The present study reports the development of an effective approach for the CRISPR/Cas9-mediated targeted gene knockout in the avian species without using in vitro genetic modification of PGCs. Instead of modifying PGCs in vitro, the recombinant adenovirus type 5 containing the optimized CRISPR/Cas9 vector for quail cells was directly injected into the EGK stage XI quail blastoderm in the newly laid eggs (17). At the time of injection, there are only 2–3 PGCs (18) among 32,500–46,250 cells in the quail blastoderm (17), and the PGCs rapidly proliferate up to more than 100 cells within 18 h of egg incubation (18). The influence of PGC proliferation during the early development of the blastoderm, in addition to the rate and timing of viral infection, may have affected the germline transmission efficiencies (2.4–10%) among knockout quail lines in the present study. The genotypes of G2 progeny exhibited Mendelian inheritance patterns, indicating the MLPH knockout did not affect viability of the embryos. From all mutant lines, MLPH−/− quail exhibited gray plumage; however, MLPH+/− quail exhibited dark brown plumage similar to wild-type quail. The gray plumage color of MLPH−/− quail clearly demonstrates the phenotype of the autosomal recessive inheritance.

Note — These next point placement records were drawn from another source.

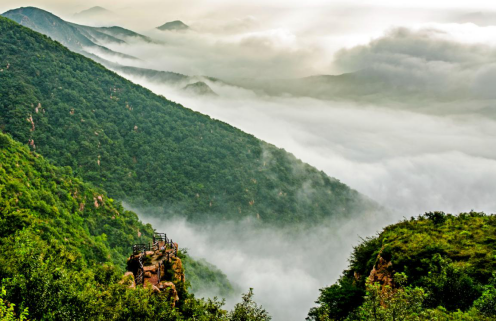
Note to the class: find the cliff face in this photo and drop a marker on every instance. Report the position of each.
(382, 272)
(157, 266)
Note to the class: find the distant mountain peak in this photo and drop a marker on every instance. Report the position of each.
(199, 88)
(93, 10)
(174, 25)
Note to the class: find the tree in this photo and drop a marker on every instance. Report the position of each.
(7, 309)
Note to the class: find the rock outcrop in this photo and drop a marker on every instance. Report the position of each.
(156, 266)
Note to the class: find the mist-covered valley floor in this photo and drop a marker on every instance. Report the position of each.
(285, 267)
(412, 155)
(412, 128)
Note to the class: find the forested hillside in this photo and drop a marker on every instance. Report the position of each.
(147, 150)
(63, 243)
(434, 267)
(78, 38)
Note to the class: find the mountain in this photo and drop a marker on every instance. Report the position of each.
(93, 12)
(79, 38)
(173, 26)
(435, 267)
(64, 244)
(199, 88)
(150, 152)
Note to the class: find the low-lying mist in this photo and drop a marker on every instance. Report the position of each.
(285, 268)
(409, 161)
(430, 148)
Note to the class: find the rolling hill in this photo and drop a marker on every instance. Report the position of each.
(78, 38)
(434, 267)
(151, 152)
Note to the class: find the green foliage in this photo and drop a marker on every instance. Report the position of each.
(449, 259)
(62, 260)
(337, 301)
(486, 304)
(7, 310)
(389, 304)
(248, 310)
(149, 151)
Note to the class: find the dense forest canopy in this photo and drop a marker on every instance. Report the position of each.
(64, 244)
(149, 151)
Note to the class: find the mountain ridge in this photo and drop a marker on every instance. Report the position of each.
(151, 152)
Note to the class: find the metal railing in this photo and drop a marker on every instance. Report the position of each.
(160, 243)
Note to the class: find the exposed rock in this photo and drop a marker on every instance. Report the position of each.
(382, 272)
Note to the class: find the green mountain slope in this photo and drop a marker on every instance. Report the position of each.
(63, 243)
(421, 269)
(147, 150)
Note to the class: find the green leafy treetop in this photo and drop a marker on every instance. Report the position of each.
(63, 244)
(434, 267)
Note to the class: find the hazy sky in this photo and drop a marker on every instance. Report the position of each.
(412, 155)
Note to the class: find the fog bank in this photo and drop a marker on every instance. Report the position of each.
(286, 269)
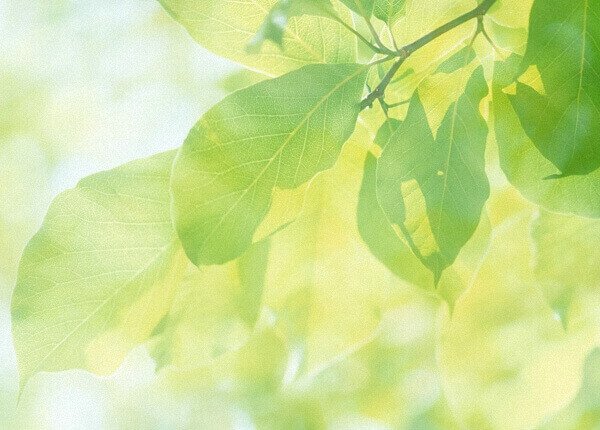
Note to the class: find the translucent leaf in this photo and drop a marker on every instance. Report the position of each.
(225, 27)
(214, 311)
(503, 345)
(569, 275)
(564, 122)
(363, 8)
(395, 252)
(584, 411)
(457, 60)
(324, 287)
(276, 134)
(527, 169)
(420, 182)
(100, 273)
(416, 21)
(274, 25)
(388, 10)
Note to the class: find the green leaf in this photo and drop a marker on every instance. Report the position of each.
(421, 182)
(225, 27)
(362, 7)
(323, 286)
(240, 79)
(527, 169)
(457, 60)
(277, 134)
(388, 10)
(395, 252)
(503, 344)
(415, 22)
(566, 276)
(274, 25)
(213, 313)
(564, 121)
(100, 273)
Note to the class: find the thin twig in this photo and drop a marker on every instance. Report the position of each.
(403, 53)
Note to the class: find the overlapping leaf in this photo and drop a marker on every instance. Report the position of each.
(563, 122)
(388, 10)
(394, 251)
(526, 168)
(213, 313)
(276, 134)
(323, 286)
(225, 27)
(274, 25)
(100, 273)
(421, 184)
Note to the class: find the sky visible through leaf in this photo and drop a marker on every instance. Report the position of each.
(318, 214)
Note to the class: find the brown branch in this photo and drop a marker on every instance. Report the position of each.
(403, 53)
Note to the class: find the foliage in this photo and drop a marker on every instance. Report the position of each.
(365, 161)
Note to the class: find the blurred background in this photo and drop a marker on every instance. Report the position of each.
(89, 85)
(84, 86)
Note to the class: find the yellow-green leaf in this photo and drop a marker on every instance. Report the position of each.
(563, 122)
(277, 133)
(100, 273)
(433, 189)
(225, 27)
(213, 313)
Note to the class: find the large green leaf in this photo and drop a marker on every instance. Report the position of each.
(394, 251)
(323, 286)
(433, 189)
(100, 273)
(225, 27)
(527, 169)
(277, 134)
(214, 311)
(563, 122)
(388, 10)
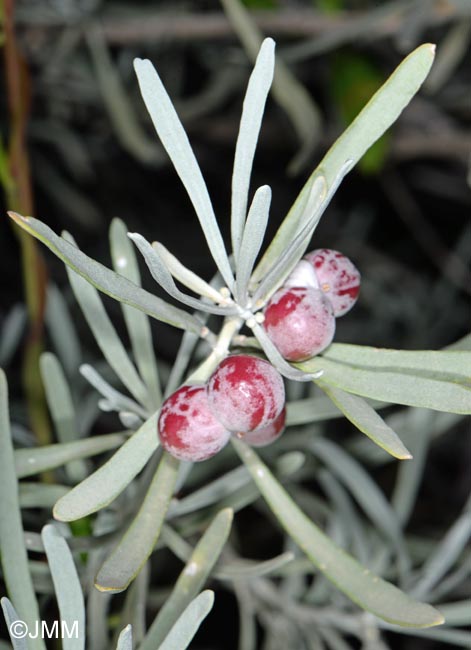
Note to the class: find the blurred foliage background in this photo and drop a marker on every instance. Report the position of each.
(69, 95)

In addition, there were no differences in body weight among male quail from wild-type, MLPH+/−, and MLPH−/− quail genotypes when the body weight of male quail plateaued at 7 wk of age (19). The body weight of female quail was not assessed because the timing of daily egg production caused a significant fluctuation in body weight (20). Furthermore, mating of MLPH−/− pairs resulted in the production of MLPH−/− offspring. These data indicate the knockout of the MLPH gene does not affect the growth and reproductive capacity of MLPH−/− quail.

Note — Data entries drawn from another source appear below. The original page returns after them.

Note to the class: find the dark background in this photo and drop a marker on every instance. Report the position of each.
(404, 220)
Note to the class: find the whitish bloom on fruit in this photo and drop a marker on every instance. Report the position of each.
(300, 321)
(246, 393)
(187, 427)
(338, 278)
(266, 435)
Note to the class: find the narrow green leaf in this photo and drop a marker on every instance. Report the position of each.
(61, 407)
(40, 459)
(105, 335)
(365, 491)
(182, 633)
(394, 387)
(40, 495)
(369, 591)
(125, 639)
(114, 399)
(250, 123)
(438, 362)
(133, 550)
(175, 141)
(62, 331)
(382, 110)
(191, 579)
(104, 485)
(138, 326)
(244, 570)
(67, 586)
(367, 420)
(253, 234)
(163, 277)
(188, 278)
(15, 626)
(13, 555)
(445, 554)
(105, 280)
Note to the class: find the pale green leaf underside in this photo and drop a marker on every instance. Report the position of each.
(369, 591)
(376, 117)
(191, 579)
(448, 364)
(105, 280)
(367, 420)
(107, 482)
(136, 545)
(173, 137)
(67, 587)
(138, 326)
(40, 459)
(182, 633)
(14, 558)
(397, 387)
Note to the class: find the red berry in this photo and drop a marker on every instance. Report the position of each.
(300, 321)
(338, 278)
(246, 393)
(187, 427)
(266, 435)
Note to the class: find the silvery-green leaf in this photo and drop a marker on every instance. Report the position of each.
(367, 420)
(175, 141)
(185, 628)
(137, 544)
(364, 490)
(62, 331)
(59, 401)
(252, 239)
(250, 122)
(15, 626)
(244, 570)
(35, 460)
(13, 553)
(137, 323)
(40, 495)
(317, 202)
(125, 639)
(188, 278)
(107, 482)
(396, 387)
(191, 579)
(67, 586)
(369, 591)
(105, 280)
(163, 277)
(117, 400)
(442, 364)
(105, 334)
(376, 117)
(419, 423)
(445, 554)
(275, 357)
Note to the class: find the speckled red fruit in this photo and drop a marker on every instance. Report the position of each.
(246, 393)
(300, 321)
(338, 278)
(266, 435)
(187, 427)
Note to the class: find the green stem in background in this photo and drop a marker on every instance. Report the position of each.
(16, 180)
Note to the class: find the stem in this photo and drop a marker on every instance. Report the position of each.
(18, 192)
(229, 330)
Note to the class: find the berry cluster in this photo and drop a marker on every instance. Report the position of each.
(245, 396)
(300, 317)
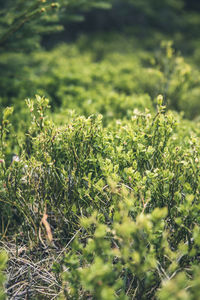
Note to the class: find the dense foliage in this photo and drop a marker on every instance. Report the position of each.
(99, 150)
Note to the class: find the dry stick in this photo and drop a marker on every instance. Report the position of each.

The lentiviral vector has been primarily used for the generation of transgenic birds (2126) because of its effectiveness to integrate transgenes into the host’s genome (27), and as a consequence, transfer transgenes onto offspring of the subsequent generation. However, this particular advantage of the lentivirus for the generation of transgenic birds may not be desirable for the generation of the CRISPR/Cas9-mediated gene knockout birds because integration of the CRISPR/Cas9 vector would result in a sustained expression of gRNA and Cas9 and can result in an increased probability of off-target mutations. In support of this, results from a recent study demonstrated that the integrase-competent lentiviral vector resulted in more off-target mutations compared with the use of the integrase-deficient lentiviral vector in the human embryonic kidney (HEK293T) cells (28). Therefore, the replication-defective adenovirus type 5 (27) was selected as a delivery system for gRNA and Cas9 expression cassettes because of the advantage of episomal transduction of the nonintegrating viral vector (27, 29), and the transient expression of transgenes resulting from clearance of the adenoviral vector as a result of the host’s innate immune system (30, 31). In addition, nonintegrated foreign DNA is diluted and not propagated, as cells proliferate rapidly (29) in the blastodermal developmental stage. Considering these characteristics of adenovirus-mediated gene delivery, the adenoviral vector may be a more desirable delivery system that prevents potential off-target mutations because of temporary expression of gRNA and Cas9.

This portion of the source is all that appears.